Resource allocation on OCI ARM Free Tier follows the same pattern. Within the constraints of 24GB RAM and 4 OCPU, Architect determined how to distribute request/limit for each service. AI Analysis is the only service with a 2Gi memory limit — a decision based on measured data showing that parsing Claude API responses requires significant memory.

The Boundaries of Design

The most important thing I discovered while designing MSA with AI was boundaries.

There are design decisions you can delegate to AI, and there are ones humans must make. "Split databases per service," "handle external API calls asynchronously," "use httpOnly cookies for auth" — these architectural directions require understanding business context and tradeoffs. That's still too broad a domain for AI to judge on its own.

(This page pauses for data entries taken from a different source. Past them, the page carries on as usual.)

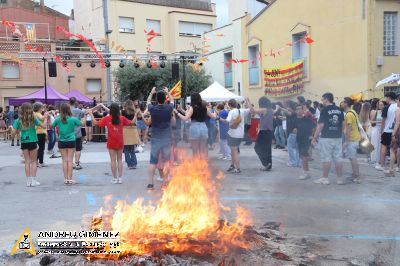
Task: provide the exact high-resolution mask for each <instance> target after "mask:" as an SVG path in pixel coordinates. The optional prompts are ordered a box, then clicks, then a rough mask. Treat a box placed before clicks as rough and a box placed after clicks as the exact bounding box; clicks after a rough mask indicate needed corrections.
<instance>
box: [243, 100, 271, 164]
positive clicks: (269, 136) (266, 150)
mask: <svg viewBox="0 0 400 266" xmlns="http://www.w3.org/2000/svg"><path fill="white" fill-rule="evenodd" d="M247 104H248V106H251V107H250V112H251V113H252V114H258V115H259V116H260V125H259V132H258V134H257V140H256V144H255V146H254V150H255V151H256V153H257V156H258V158H259V159H260V161H261V164H262V168H261V169H260V170H261V171H271V169H272V138H273V131H274V110H273V109H272V104H271V101H270V100H269V99H268V98H267V97H266V96H263V97H261V98H260V99H259V100H258V106H259V109H256V108H254V107H253V105H252V104H251V102H250V100H249V99H247Z"/></svg>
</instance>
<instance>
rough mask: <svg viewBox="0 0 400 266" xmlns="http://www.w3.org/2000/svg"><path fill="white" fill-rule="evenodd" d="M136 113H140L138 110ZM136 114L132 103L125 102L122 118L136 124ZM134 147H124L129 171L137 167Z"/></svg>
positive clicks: (124, 145)
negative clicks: (123, 118)
mask: <svg viewBox="0 0 400 266" xmlns="http://www.w3.org/2000/svg"><path fill="white" fill-rule="evenodd" d="M137 112H140V110H138V111H137ZM137 112H136V111H135V106H134V105H133V101H131V100H127V101H126V102H125V104H124V109H123V110H122V116H123V117H125V118H126V119H128V120H131V121H133V122H134V123H136V121H137ZM136 130H137V129H136ZM135 147H136V145H124V154H125V162H126V163H127V165H128V168H129V169H136V167H137V158H136V153H135Z"/></svg>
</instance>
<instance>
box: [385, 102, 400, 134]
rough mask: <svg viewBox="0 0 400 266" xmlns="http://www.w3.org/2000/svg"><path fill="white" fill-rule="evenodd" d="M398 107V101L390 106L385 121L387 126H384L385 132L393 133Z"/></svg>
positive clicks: (385, 122)
mask: <svg viewBox="0 0 400 266" xmlns="http://www.w3.org/2000/svg"><path fill="white" fill-rule="evenodd" d="M397 109H399V107H397V103H392V104H391V105H390V106H389V109H388V113H387V117H386V121H385V128H384V130H383V132H386V133H393V128H394V124H395V122H396V121H395V120H396V111H397Z"/></svg>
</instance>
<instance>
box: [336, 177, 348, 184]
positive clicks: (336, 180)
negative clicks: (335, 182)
mask: <svg viewBox="0 0 400 266" xmlns="http://www.w3.org/2000/svg"><path fill="white" fill-rule="evenodd" d="M345 183H346V182H345V181H344V179H343V178H338V179H337V180H336V184H338V185H344V184H345Z"/></svg>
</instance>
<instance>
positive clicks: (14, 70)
mask: <svg viewBox="0 0 400 266" xmlns="http://www.w3.org/2000/svg"><path fill="white" fill-rule="evenodd" d="M5 2H7V3H3V2H2V3H3V4H1V5H0V17H2V19H4V20H9V21H13V22H16V25H19V26H20V27H19V29H20V31H21V34H23V35H25V36H26V32H25V25H27V24H30V25H35V26H36V27H35V29H36V41H35V42H31V43H29V45H31V46H33V47H40V48H41V49H43V52H47V57H49V56H50V55H53V56H55V55H59V56H63V55H65V54H68V53H75V54H76V55H75V58H79V57H80V56H81V55H80V54H79V53H77V52H73V51H65V50H66V49H65V43H66V42H68V41H69V40H66V39H65V37H64V34H60V33H59V32H57V31H56V26H63V27H65V28H66V29H67V30H68V19H69V17H68V16H65V15H63V14H61V13H59V12H57V11H52V9H50V8H48V7H45V6H41V5H40V3H39V4H35V3H33V2H32V1H29V0H25V1H22V0H19V1H5ZM42 4H43V3H42ZM39 25H41V26H43V27H40V26H39ZM63 43H64V45H62V44H63ZM86 51H88V49H87V48H86ZM35 54H36V58H40V57H41V56H40V54H42V53H40V52H32V50H30V49H27V47H26V45H25V43H24V42H23V41H22V40H21V39H20V38H15V36H13V34H12V33H11V32H10V31H9V29H7V28H6V27H5V26H3V25H0V106H6V105H8V99H9V98H15V97H20V96H24V95H27V94H29V93H33V92H35V91H37V90H38V89H41V88H43V87H44V75H45V74H44V65H43V61H42V60H40V59H36V60H35V61H32V60H25V59H24V60H21V57H23V58H26V57H29V56H30V55H35ZM37 55H39V56H37ZM83 56H84V55H83V53H82V57H83ZM86 62H88V61H85V62H84V61H82V66H81V67H80V68H78V67H77V66H76V64H75V62H72V61H71V62H69V63H68V66H69V67H70V69H71V71H69V72H67V71H66V70H65V68H64V67H63V65H62V64H60V63H57V77H56V78H50V77H49V75H48V69H47V73H46V75H47V85H48V86H52V87H53V88H55V89H56V90H58V91H59V92H60V93H68V91H69V90H74V89H75V90H80V91H81V92H82V93H84V94H86V95H87V96H89V97H96V98H97V99H99V98H100V95H102V97H104V94H105V81H104V77H105V71H104V69H101V68H100V67H99V66H97V67H95V68H91V67H90V66H89V63H86ZM89 62H90V61H89ZM46 67H47V65H46Z"/></svg>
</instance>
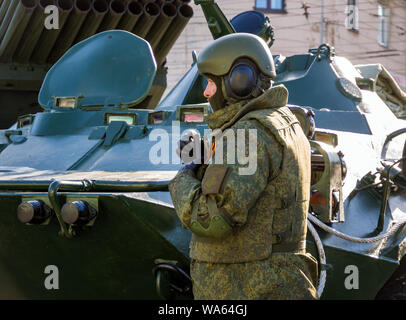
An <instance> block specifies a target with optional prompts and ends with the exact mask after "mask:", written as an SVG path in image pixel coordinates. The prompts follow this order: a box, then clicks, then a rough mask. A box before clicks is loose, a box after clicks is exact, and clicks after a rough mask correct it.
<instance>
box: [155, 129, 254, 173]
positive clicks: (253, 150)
mask: <svg viewBox="0 0 406 320" xmlns="http://www.w3.org/2000/svg"><path fill="white" fill-rule="evenodd" d="M188 131H189V132H188ZM181 139H182V140H184V139H186V141H185V143H184V146H183V148H182V147H181V146H180V145H181V143H180V141H181ZM149 141H156V143H155V144H154V145H153V146H152V147H151V149H150V150H149V160H150V162H151V163H152V164H154V165H159V164H170V163H171V164H180V163H181V161H182V162H183V163H190V162H192V161H193V162H194V163H196V164H203V163H205V164H227V165H230V164H231V165H233V164H238V165H239V168H238V173H239V174H240V175H252V174H254V173H255V172H256V170H257V130H256V129H248V130H246V129H237V130H233V129H227V130H225V131H224V132H223V131H221V130H219V129H216V130H210V129H205V130H204V137H203V138H202V137H201V136H200V134H199V132H197V131H195V130H194V131H192V130H190V129H189V130H185V131H184V132H183V133H182V135H181V133H180V122H179V121H173V122H172V130H171V134H170V133H169V132H168V131H167V130H164V129H154V130H152V131H151V133H150V134H149ZM224 152H226V154H224Z"/></svg>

On the other hand, the execution after the direction is set — implementing optimistic locking, consistently applying security settings, tuning timeout values, detailed communication pattern design — is something AI does better than humans. It doesn't miss anything, stays consistent, and applies the same principles across 6 services uniformly.

So was choosing MSA the right call? We split services to make AI agent roles clear, and in practice, management became easier as agent responsibility boundaries aligned with service boundaries. Of course, the inherent complexity of MSA remains. But with AI sharing that complexity, I was able to maintain 6 services at a consistent quality level, even working solo.

There's no single right answer in architecture. But one thing is certain: when "developing with AI" becomes a premise, the architecture that fits that premise changes.